C’est la raison pour laquelle nous estimons que les personnes sont pleinement immunisées, dès lors qu’elles ont complété leur schéma vaccinal, soit :

  • 14 jours après avoir reçu la seconde dose de vaccin Pfizer, Moderna ou Astra Zeneca si on n’a jamais attrapé le Covid-19 ;
  • 14 jours après la dose unique de vaccin Janssen ;
  • 14 jours après la dose unique de vaccin Pfizer, Moderna ou Astra Zeneca si on a déjà attrapé le Covid-19.

Selon l’Assurance Maladie, au 30 mai 2021, le taux de vaccination terminée était de 17,7 % au sein de la population française et le taux de vaccination de 37,8 %. Nous sommes donc encore bien loin de l’immunité collective. Si l’on en croit le Bot Du Vaccin , au rythme actuel, il faudrait 111 jours pour que toute la population ait reçu une dose, soit le 25 septembre 2021. C’est-à-dire qu’il faudrait attendre à minima jusqu’à début novembre pour obtenir une immunité collective.

Mais, tout cela n’est que théorique. Tout d’abord, il faut concevoir qu’environ 5 % de la population vaccinée ne séroconvertit pas, c’est-à-dire qu’elle n’est pas protégée du virus. Il faut aussi prendre en compte le fait que, pour le moment, les enfants ne sont pas inclus dans la stratégie vaccinale. Il faut également concevoir qu’une partie de la population, estimée à près de 5 % ne se fera pas vacciner parce que radicalement antivax ou parce que souffrant d’une contre-indication.

À tout cela s’ajoutent différentes inconnues et divers freins qui rendent les projections ardues sinon impossibles. Ainsi, puisque le vaccin contre le Covid-19 n’est pas obligatoire et faute de politique coordonnée « d’aller vers », les spécialistes redoutent un plafond de verre qui nuirait à l’obtention de l’immunité collective. En effet, en l’état, certaines populations sont tenues à l’écart de la vaccination. Le collectif Nos Services Publics estime que près de 20 % de la population française est laissée de côté parce que précaire, isolée, marginale. À cela s’ajoute une part de la population vaccino-hésitante pour laquelle un effort de pédagogie est nécessaire pour l’inciter à la vaccination. Combien de temps cela peut prendre ? Impossible de l’évaluer concrètement.
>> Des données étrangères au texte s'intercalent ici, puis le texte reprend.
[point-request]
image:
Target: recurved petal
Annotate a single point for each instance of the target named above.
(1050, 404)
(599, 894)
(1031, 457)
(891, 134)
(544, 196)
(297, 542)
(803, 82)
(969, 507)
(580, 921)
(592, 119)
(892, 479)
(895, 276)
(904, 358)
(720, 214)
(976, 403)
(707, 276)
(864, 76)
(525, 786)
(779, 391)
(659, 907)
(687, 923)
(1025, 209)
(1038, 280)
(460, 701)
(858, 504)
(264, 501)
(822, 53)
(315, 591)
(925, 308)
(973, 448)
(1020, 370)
Alors, s’il est théoriquement possible de calculer d’une manière mathématique la date à laquelle le seuil d’immunité collective sera atteint, en pratique et en raison des facteurs humains et logistiques, c’est somme toute irréalisable à ce jour. Tout ce que nous pouvons dire, c’est que nous avons besoin que 85 % de la population soit vaccinée pour reprendre une « vie normale ». Autant dire qu’il est illusoire de miser sur la vaccination des autres pour atteindre l’immunité de groupe.